In HCMC’s official response to SEC’s Regulation S-K announcement, they stated that “under the new rules shareholders would still face difficulty in obtaining information that is clear, consistent, and comparable in order to make optimal investment and voting decisions. While the rulemaking represents important progress in acknowledging the importance of the workforce, the new rules give public companies too much latitude to determine the content and specificity of the human capital-related information they report.” You can read HCMC’s completed response here.
The trend extends globally. In the U.K., Pensions and Lifetime Savings Association, previously known as National Association of Pension Funds (NAPF), published an extensive whitepaper in 2015 calling for clearer reporting and disclosure around human capital.
#4. Leadership in Adopting Global Standards
Since the SEC did not provide specific guidance on what human capital measures to report there is an opportunity for interested companies to establish industry leadership positions by adopting more transparent global human capital reporting and disclosure standards that highlight their commitment to human capital as a competitive differentiator. There are several sets of human capital reporting standards that companies can look to for guidance.
One globally recognized source is the International Organization for Standards (ISO) and its human capital reporting standard 30414:2018. Launched in 2018, the standard contains 59 metrics covering 11 different talent management areas. One benefit of adopting ISO 30414:2018 standards is that an organization can be certified that it has complied. (Information on HCMI’s ISO 30414 certification is available here).
Other human capital reporting guidelines are also in development. Sustainability Accounting Standards Board (SASB), a nonprofit organization working to develop sustainability accounting standards, announced its Human Capital Research Project in 2019. They will “identify key human capital management issues to set up potential standard-setting activities.”
Most recently, the World Economic Forum released a set of 21 sustainability metrics aiming to make ESG reporting mainstream. People or human capital is among the four central pillars of their recommendations.
#5. Potential New Requirements in the Near Future
The SEC’s Regulation S-K was approved on a 3-2 vote. However, the divergence of votes among the SEC commissioners was more about the lack of specificity in metric requirements than whether or not companies should disclose this information.
SEC Chairman Jay Clayton noted in his statement, “I do expect to see meaningful qualitative and quantitative disclosure, including, as appropriate, disclosure of metrics that companies actually use in managing their affairs.”

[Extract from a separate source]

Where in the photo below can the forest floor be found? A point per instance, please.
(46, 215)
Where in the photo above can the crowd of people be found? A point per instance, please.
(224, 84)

With the support from SEC commissioners, ESG funds, and institutional investor community, it’s only a matter of time until companies will be required to disclose specific human capital metrics and related information to support the impact of human capital on business performance.
In Conclusion
The new SEC human capital disclosure requirements are effective November 2020. Now is the time for public companies to act to determine what to measure and disclose to ensure compliance, and to assess the impact of the reported results on their industry competitive standing.
As much of this will be new to most organizations, there will be a substantial effort required to identify and gather the underlying data and systems necessary to calculate certain metrics and create the storylines to support how these metrics reflect upon business performance.